Tool #1: StructuredQuery

📊 Structured result:
  search_query: AWS Lambda コールドスタート対策
  search_mode: keyword
  category: AWS
  filters: None
  time_range: None

==================================================
🔍 Executing search...
==================================================
  Query: AWS Lambda コールドスタート対策
  Mode: keyword
  Category: AWS
==================================================

📚 Search results:
  1. 【AWS】Article about AWS Lambda コールドスタート対策 (Score: 0.95)
  2. AWS Lambda コールドスタート対策 Beginner's Guide (Score: 0.87)

############################################################
📝 User question: How to implement vector search in OpenSearch? I'd prefer beginner-friendly articles
############################################################

Tool #2: StructuredQuery

📊 Structured result:
  search_query: OpenSearch ベクトル検索 実装
  search_mode: keyword
  category: OpenSearch
  filters: ['初心者向け']
  time_range: None

==================================================
🔍 Executing search...
==================================================
  Query: OpenSearch ベクトル検索 実装
  Mode: keyword
  Category: OpenSearch
  Filters: 初心者向け
==================================================

📚 Search results:
  1. 【OpenSearch】Article about OpenSearch ベクトル検索 実装 (Score: 0.95)
  2. OpenSearch ベクトル検索 実装 Beginner's Guide (Score: 0.87)

############################################################
📝 User question: What are the new Bedrock features announced since 2024?
############################################################

Tool #3: StructuredQuery

📊 Structured result:
  search_query: Bedrock 新機能
  search_mode: keyword
  category: Bedrock
  filters: None
  time_range: 2024年以降

==================================================
🔍 Executing search...
==================================================
  Query: Bedrock 新機能
  Mode: keyword
  Category: Bedrock
  Period: 2024年以降
==================================================

📚 Search results:
  1. 【Bedrock】Article about Bedrock 新機能 (Score: 0.95)
  2. Bedrock 新機能 Beginner's Guide (Score: 0.87)

It's nicely extracting parameters and passing them to the search function!
It's great that we can force output into the needed form using structured output without having to specify it in the system prompt.

When using this in practice, you should refer to the best practices in the official documentation:

Impressions

It's really nice that you can define Pydantic models and get structured output through tool usage.

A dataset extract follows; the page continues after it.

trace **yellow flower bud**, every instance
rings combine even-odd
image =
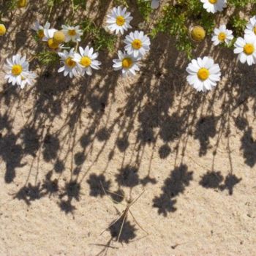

IDE completion works, it's easy to handle the received data, and it's worth considering when you want to enforce and structure responses.

On the other hand, I'm concerned about error handling behavior, with its forced structuring and retries. This suggests the need for either separate validation processes or controlling the number of tool calls.

It's probably best to start with simple examples like the search query case. It's also important to analyze logs to see how successful the structuring is and whether it's meeting your intentions.

I'd like to explore the error handling more and share insights on that in future blog posts!